The companies making the machines had until July 1 to place the games in Virginia. Travis Hill, chief executive officer of the Virginia Alcoholic Beverage Control Authority, told the Senate Finance Committee on Tuesday that 87 distributors registered 10,291 machines in Virginia, so no more will be allowed to enter the market. Of those operating, 1,126 of them are in the region stretching from Roanoke to far Southwest Virginia.

The machines are only allowed to be in businesses with ABC licenses and truck stops. The makers of the machines can move the machines around, so if a business is closed because of the coronavirus, they can be relocated to other establishments.

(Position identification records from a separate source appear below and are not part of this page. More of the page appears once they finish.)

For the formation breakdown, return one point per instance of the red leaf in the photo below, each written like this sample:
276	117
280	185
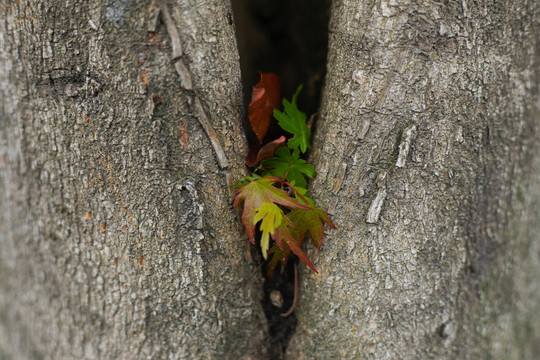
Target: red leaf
264	99
255	193
282	234
267	151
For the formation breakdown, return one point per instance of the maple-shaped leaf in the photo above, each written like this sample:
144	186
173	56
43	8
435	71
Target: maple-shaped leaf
283	235
271	216
264	99
289	166
259	191
310	220
293	121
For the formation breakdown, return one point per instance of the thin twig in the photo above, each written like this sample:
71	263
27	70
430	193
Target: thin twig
187	83
205	123
295	293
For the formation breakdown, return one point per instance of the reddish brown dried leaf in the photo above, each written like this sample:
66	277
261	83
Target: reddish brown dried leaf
282	235
265	152
264	99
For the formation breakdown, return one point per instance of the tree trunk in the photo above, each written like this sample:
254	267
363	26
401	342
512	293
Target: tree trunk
117	233
121	136
427	157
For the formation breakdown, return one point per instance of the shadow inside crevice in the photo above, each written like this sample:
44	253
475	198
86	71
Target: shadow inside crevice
289	38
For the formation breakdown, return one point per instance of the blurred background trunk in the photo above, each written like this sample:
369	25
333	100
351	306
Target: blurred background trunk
117	234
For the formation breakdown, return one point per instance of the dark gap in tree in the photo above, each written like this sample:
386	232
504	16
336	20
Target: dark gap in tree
288	38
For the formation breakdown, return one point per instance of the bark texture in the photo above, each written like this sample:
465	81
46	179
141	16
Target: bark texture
117	236
427	157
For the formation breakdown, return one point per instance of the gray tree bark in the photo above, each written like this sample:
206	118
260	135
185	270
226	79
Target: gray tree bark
118	238
120	136
427	157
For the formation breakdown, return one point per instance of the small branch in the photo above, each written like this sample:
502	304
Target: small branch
405	146
295	293
376	206
205	123
176	43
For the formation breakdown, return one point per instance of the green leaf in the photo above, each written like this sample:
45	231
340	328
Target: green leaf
289	166
259	191
271	216
309	220
293	121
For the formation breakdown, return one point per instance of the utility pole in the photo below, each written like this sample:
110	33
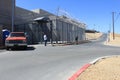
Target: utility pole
13	14
113	25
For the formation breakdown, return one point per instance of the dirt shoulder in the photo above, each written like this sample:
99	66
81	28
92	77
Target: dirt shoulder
105	69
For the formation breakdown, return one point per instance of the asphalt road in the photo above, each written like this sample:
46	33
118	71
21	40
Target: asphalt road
51	63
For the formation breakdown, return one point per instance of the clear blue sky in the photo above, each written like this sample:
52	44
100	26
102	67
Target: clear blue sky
96	14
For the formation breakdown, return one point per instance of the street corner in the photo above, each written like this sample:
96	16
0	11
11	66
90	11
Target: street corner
77	74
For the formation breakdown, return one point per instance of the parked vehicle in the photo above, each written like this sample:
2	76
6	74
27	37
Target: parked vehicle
15	40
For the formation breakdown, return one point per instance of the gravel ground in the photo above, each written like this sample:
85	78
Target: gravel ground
104	69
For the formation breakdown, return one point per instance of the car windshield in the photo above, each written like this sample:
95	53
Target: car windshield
17	35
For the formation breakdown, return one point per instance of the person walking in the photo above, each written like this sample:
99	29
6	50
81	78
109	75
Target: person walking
45	39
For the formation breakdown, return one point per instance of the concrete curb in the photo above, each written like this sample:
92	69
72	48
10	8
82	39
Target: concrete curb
79	72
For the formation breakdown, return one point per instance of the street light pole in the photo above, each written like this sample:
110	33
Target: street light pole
13	13
113	25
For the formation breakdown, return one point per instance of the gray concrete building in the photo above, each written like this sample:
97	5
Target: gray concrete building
38	22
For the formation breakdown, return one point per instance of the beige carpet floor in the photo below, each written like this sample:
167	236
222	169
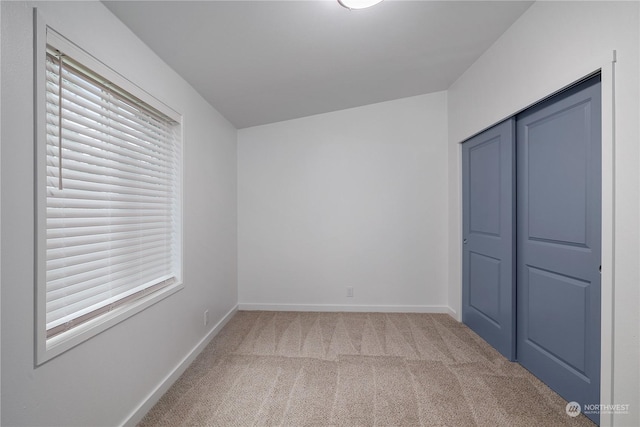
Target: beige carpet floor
355	369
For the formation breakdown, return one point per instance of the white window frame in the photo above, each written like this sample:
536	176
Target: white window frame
48	348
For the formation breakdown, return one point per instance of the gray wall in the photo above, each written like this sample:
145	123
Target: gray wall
353	198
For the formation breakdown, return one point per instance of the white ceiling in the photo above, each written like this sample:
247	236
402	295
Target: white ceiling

Senate Minority Leader Tommy Norment, R-James City, has not been a fan of the machines and wanted to ban them. He urged the ABC to keep a close eye on the machines to ensure they’re not evading tax collection or placing more machines in the market.

“I have historically referred to them as somewhat as bandits, and sometimes bandits are less than forthcoming with information,” Norment said.

Sen. Janet Howell, D-Fairfax, chairwoman of the Senate Finance Committee, assured the committee that she and Gov. Ralph Northam are still united in banning the machines by next June, “so that no one is doubtful.”

When legislators return for their regular session in January, they may also consider changing alcohol laws in Virginia.

“What this pandemic has done is really reframe the conversation about businesses and the control of alcohol,” Hill said.

Since the pandemic, the state has allowed restaurants and distilleries with on-premises licenses to sell cocktails for delivery or to go. The ABC created an expedited process to approve requests for outside dining areas. It also allowed ABC distillery stores to do shipments of spirits.

Alcohol sales sharply dropped when the pandemic reached Virginia and businesses shut down. While alcohol sales at establishments are down compared with sales before the pandemic, the measures have helped gradually grow some of the revenue back.

Sen. Chap Petersen, D-Fairfax, said a lot of restaurants that rely on alcohol sales have been hit hard.

“What can we do as an assembly to help out restaurants that would normally rely on alcohol sales as a way to get people in the door?” he asked.

Hill said it might be worth looking at some of the changes that were made during the pandemic.

“We kind of told ourselves, we’ve got to be able to live with this long-term in case it does become a permanent basis,” Hill said.